The roadside right-of-way serves many purposes– it provides space to escape crashes, creates a sense of openness that contributes to driving ease, improves sight distances, provides space for maintenance activities, such as snow removal and storage, and provides an area that allows for proper road drainage. However, overhanging trees, brush and weeds can grow into a serious safety concern for road users, especially in and around power and telephone lines, highway medians and along the roadside.

The Washtenaw County Road Commission (WCRC) has instituted policies to help keep these areas reasonably clear, including plans to conduct roadside brush control using herbicides. The program is designed to contain roadside brush that could obstruct motorists’ vision, create drainage problems or cause snow/ice problems if left unchecked.

How is the program conducted?

The WCRC uses an integrated approach to control roadside brush and branches using:

  • Hand cutting
  • Mechanical devices
  • Herbicides

Hand clearing and mowing are expensive and cannot be used safely in all areas. Specifically trained, licensed and experienced professionals selectively apply the herbicides to specific vegetation that could create a driving hazard. This spot spraying along local unplatted and primary roads is done on a rotating basis in one quarter of the county late each summer. The operation is not a continuous broadcast spray – only those roadside areas where existing brush and limbs create safety hazards are sprayed.

Frequently Asked Questions

How safe are the herbicides?

The WCRC’s contractor, G and T Services, applies Tordon K – Escort, a drift control additive, and NU-Film-IR chemicals approved by both the Michigan Department of Agriculture and the U.S. Environmental Protection Agency. Toxicological studies of both long-term and short-term, high-level exposures have shown these chemicals to be safe – in fact, in terms of lethal dosage, safer than substances like caffeine and aspirin. A copy of the Material Safety Data Sheet and the product specimen label for these are available at the WCRC office.

Do I have a choice regarding the brush spray?

If property owners would rather not have brush sprayed along the roadside of their property, owners must clear the brush and limbs before the spraying program begins annually.

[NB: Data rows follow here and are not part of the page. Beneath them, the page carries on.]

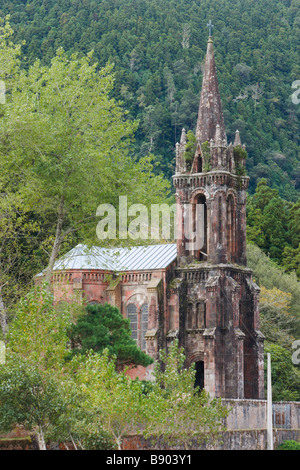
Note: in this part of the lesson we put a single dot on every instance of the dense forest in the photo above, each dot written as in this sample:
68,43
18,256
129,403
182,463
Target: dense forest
158,49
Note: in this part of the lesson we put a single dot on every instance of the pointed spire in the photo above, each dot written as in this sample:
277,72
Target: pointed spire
210,108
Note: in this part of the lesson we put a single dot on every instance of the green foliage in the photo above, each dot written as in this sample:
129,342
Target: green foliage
289,445
38,331
28,397
111,400
272,224
176,412
103,327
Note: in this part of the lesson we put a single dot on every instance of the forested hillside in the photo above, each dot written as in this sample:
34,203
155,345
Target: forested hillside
158,48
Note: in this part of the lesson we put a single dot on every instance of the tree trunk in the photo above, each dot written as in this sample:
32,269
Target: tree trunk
56,245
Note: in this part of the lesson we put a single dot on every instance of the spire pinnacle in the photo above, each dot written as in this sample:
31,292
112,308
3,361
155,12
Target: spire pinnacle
210,108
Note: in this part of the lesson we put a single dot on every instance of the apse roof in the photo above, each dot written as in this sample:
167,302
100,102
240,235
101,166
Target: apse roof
118,259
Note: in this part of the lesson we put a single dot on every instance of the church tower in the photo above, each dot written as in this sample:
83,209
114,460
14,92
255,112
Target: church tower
218,302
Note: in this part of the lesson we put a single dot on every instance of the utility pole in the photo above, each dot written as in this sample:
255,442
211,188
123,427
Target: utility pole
269,406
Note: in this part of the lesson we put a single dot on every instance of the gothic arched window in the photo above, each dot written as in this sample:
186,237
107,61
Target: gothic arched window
132,316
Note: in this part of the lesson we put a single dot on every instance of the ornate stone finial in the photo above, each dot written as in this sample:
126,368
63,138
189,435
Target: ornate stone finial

Property owners must remove brush and low hanging limbs at minimum fourteen (14) feet up and fourteen (14) feet away from the traveled portion of the right-of-way (14 feet from the edge of the road). Property owners must also have permission from WCRC prior to the time frame specified by WCRC. If the roadside vegetation control efforts have not been accomplished within the permitted time frame, an application of an herbicide may occur.

WCRC has an optional no-spray letter of understanding form for property owners that wish to agree to maintain property frontage. You can download the form here. Copies are also available at the WCRC office.

Does the Road Commission really want property owners to assume responsibility for their own property?

The WCRC considers roadside maintenance a team effort and is pleased to have property owners as partners in this vital safety program. This is why the WCRC is eager to accommodate property owners who prefer to handle brush control themselves. This kind of joint effort benefits both WCRC and the property owners

How do I know if my area is targeted for spraying this year?

Approximately one-quarter of the county is sprayed annually.A given area will only be sprayed once every four years. WCRC will spray in Sharon, Freedom, Manchester, Bridgewater and Saline Townships in August 2017.  The future schedule for spraying is as follows:

  • 2018- Ypsilanti, Pittsfield, Lodi, York, and Augusta
  • 2019 – Webster, Dexter, Lyndon, Sylvan, and Lima
  • 2020-Salem, Northfield, Scio, Ann Arbor, and Superior

Further information is available through the Road Commission by contacting Adam Lape at (734)327-6697, or

Why doesn’t WCRC just mow the roadside?

Roadside mowing can be unsafe in certain circumstances. Additionally, mowing results in a wholesale reduction in vegetation, rather than just invasive or undesirable plants. Mowing also does not prevent re-growth; it is only a short term solution and requires frequent, ongoing mowing to keep vegetation under control. Brush will often re-sprout into many more stems than were originally cut, actually causing brush to become more dense.

Why don’t crews clear roads without the use of herbicide?

Hand clearing and mowing are expensive and cannot be done safely in all areas. Specifically trained, licensed and experienced professionals selectively apply herbicides to specific vegetation that could create a driving hazard. The chemical application is faster than cutting and mowing. The Road Commission does not have enough staff to keep up with brush and it can become a major problem if left unchecked.

Is it safe for me to walk my pets after an application has taken place?

Yes.  It is safe to come into contact with areas after the herbicide has dried.   If pets lick their feet after walking through a treated area it is advisable to rinse their feet with water, although the application rate presents very little risk to pets or people

Other agencies that apply herbicide to roadsides:

The Michigan Department of Transportation (MDOT) applies herbicide to state trunkline (highway) routes statewide.  In addition to MDOT, multiple county road commissions apply herbicides to roadsides to manage roadside vegetation, including Muskegon, Kalamazoo, Clinton, Eaton, Tuscola, Saginaw, Hillsdale, and Delta Counties.